Intriguingly, cachexia arising from diverse pathological origins may involve distinct underlying mechanisms. Specifically, macrophage-derived TGF-β1 has been implicated in mediating the senescence of adipocyte progenitors in aged mice, yet it appears to be nonfunctional in the context of cancer cachexia.285 Analogously, cytokines that are pertinent to cancer cachexia do not significantly vary with infection-related cachexia.308 Furthermore, the functional role of a particular molecule can differ under different pathological scenarios. In response to cold exposure, GDF15 secreted by BAT targets macrophages to suppress the expression of proinflammatory genes.140 Conversely, in the context of cancer cachexia, GDF15 is frequently associated with proinflammatory activities. These observations imply that, despite the clinical similarities among these metabolic disorders, their underlying mechanisms cannot be generalized. Investigating the underlying causes of these discrepancies may provide deeper insights into the fundamental mechanisms governing these diseases.

Notably, the incidence rate of cancer cachexia significantly varies among different tumor types, likely because of primary tumor characteristics and specific therapeutic interventions. This variability highlights the importance of the precise elucidation of the distinct molecular pathogenesis characterizing each tumor subtype when developing targeted therapeutic strategies. Our analysis also revealed a significant discrepancy between preclinical and clinical outcomes for certain treatments. While these treatments have shown promise in preclinical models, their efficacy has been markedly reduced in clinical settings. This suggests that current preclinical models may lack the complexity required to fully recapitulate human diseases, limiting the translation of preclinical findings to clinical practice. Therefore, there is an urgent need to develop more sophisticated preclinical models that better mimic human physiopathology. This could involve the use of advanced tissue engineering techniques, such as organoids or patient-derived xenografts, to create more physiologically relevant models. Additionally, incorporating immune components and the TME into these models may further increase their value for clinical translation.

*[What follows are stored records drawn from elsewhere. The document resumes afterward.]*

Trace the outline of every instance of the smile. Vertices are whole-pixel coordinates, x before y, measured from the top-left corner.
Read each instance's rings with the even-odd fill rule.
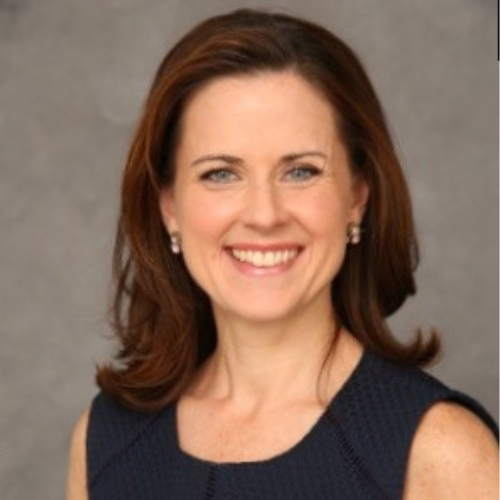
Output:
[[[231,248],[230,252],[239,262],[251,264],[254,267],[269,268],[289,263],[298,255],[299,248],[278,251]]]

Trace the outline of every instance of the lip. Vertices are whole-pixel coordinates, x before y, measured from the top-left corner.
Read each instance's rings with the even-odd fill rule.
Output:
[[[253,251],[253,252],[279,252],[285,250],[297,250],[297,255],[282,264],[278,264],[272,267],[257,267],[249,262],[241,262],[232,253],[232,250],[240,251]],[[224,254],[227,255],[228,259],[232,265],[243,275],[251,277],[268,277],[268,276],[279,276],[286,273],[289,269],[294,267],[297,261],[300,259],[301,254],[304,250],[303,245],[297,243],[276,243],[276,244],[266,244],[259,245],[256,243],[238,243],[234,245],[227,245],[224,247]]]

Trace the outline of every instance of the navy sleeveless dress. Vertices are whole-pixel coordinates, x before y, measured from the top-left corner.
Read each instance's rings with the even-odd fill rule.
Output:
[[[194,457],[179,447],[175,403],[146,415],[99,393],[87,433],[89,500],[400,500],[419,420],[443,400],[472,410],[498,440],[476,400],[367,349],[302,440],[263,461]]]

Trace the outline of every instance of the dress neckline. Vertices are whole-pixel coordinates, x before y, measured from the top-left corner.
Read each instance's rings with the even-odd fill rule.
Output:
[[[196,466],[208,466],[208,467],[217,467],[217,468],[244,468],[244,467],[252,467],[252,466],[260,466],[260,465],[270,465],[278,463],[287,458],[291,458],[294,454],[300,452],[300,450],[307,446],[307,444],[314,439],[315,435],[320,431],[320,428],[323,426],[324,421],[328,419],[328,413],[330,413],[333,409],[337,408],[341,405],[342,401],[345,400],[349,393],[352,392],[354,386],[357,385],[358,379],[362,376],[363,372],[366,371],[369,362],[371,361],[373,354],[366,347],[363,348],[363,352],[361,354],[358,363],[347,377],[345,382],[342,384],[340,389],[334,394],[328,405],[326,406],[323,413],[318,417],[316,422],[312,425],[312,427],[305,433],[305,435],[293,444],[287,450],[273,455],[272,457],[265,458],[262,460],[251,460],[251,461],[224,461],[224,462],[216,462],[208,459],[204,459],[201,457],[197,457],[185,450],[183,450],[180,446],[179,441],[179,428],[177,423],[177,402],[175,401],[171,405],[171,433],[173,435],[173,446],[174,451],[177,457],[183,460],[186,463],[191,463]]]

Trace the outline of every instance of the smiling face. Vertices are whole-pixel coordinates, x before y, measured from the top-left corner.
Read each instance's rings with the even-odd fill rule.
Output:
[[[368,188],[349,169],[331,105],[291,72],[224,77],[181,120],[160,206],[217,317],[262,322],[331,309],[330,283]],[[182,258],[182,257],[179,257]]]

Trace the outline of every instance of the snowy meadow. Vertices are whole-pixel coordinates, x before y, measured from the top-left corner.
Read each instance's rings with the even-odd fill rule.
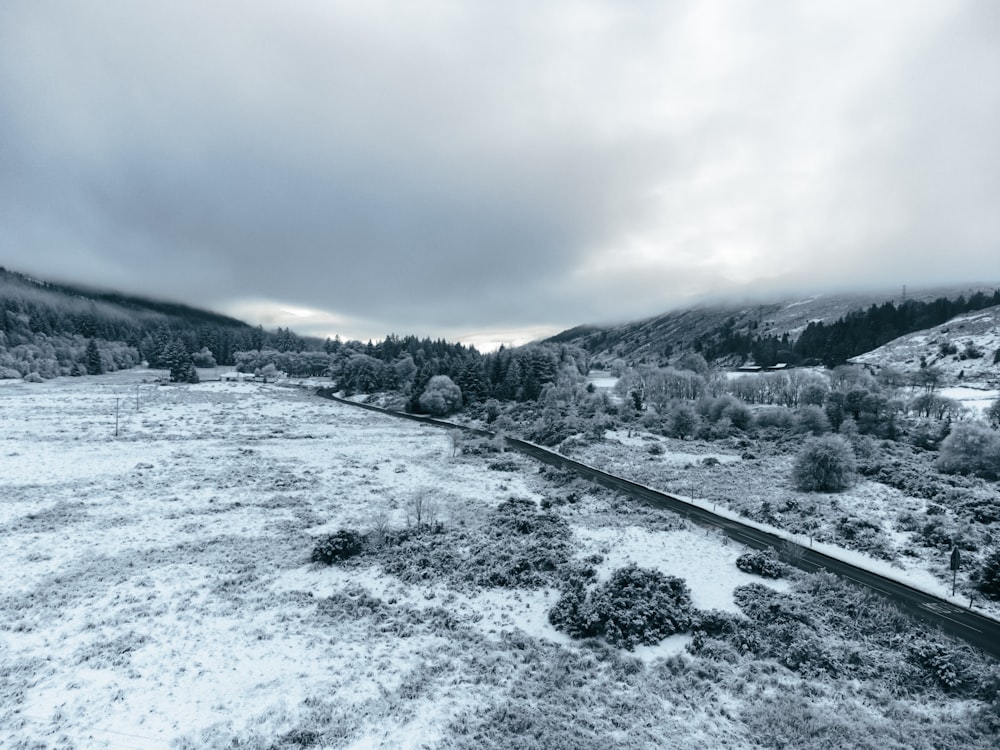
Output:
[[[495,445],[154,374],[0,386],[0,747],[995,747],[995,663],[831,576]],[[343,529],[369,548],[312,562]],[[682,632],[553,626],[630,565],[686,583]]]

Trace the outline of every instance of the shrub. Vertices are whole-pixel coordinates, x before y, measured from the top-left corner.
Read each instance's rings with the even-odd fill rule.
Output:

Current treatment strategies for cancer cachexia primarily focus on a multifaceted approach that includes nutritional support, anti-inflammatory therapies, immunotherapy, exercise therapy, and psychological interventions. Studies have revealed that metabolic dysregulation in cancer cachexia patients is closely associated with epigenetic mechanisms such as DNA methylation and histone modifications.523 Specific epigenetic changes may lead to an imbalance in muscle synthesis and degradation.524 Recent studies have reported that ncRNAs, such as microRNAs, long noncoding RNAs (lncRNAs), and circular RNAs (circRNAs), play a significant role in cancer cachexia.525,526 For example, Shi et al. reported that circANAPC7, via the CREB-miR-373-PHLPP2 axis, suppressed tumor growth and muscle wasting in pancreatic cancer.526 Therefore, the development of targeted drugs and therapies aimed at epigenetic markers, particularly demethylation agents, holds promise for breakthroughs in the treatment of cancer cachexia.

Overall, the detailed mechanisms of cachexia are complex. Although several causes have been identified and related drugs have been developed, only a very limited number of emerging drugs and other intervention strategies for cancer cachexia exist. Since research aimed at identifying the systematic mechanisms of cancer cachexia is far from saturated, additional studies on this topic are likely to contribute to a more comprehensive understanding of cancer cachexia progression. Overall, a more systematic integration of immunologic and metabolomics approaches, together with the utilization of optimal animal models to mimic the cachectic state, is necessary to uncover novel targets of cancer cachexia.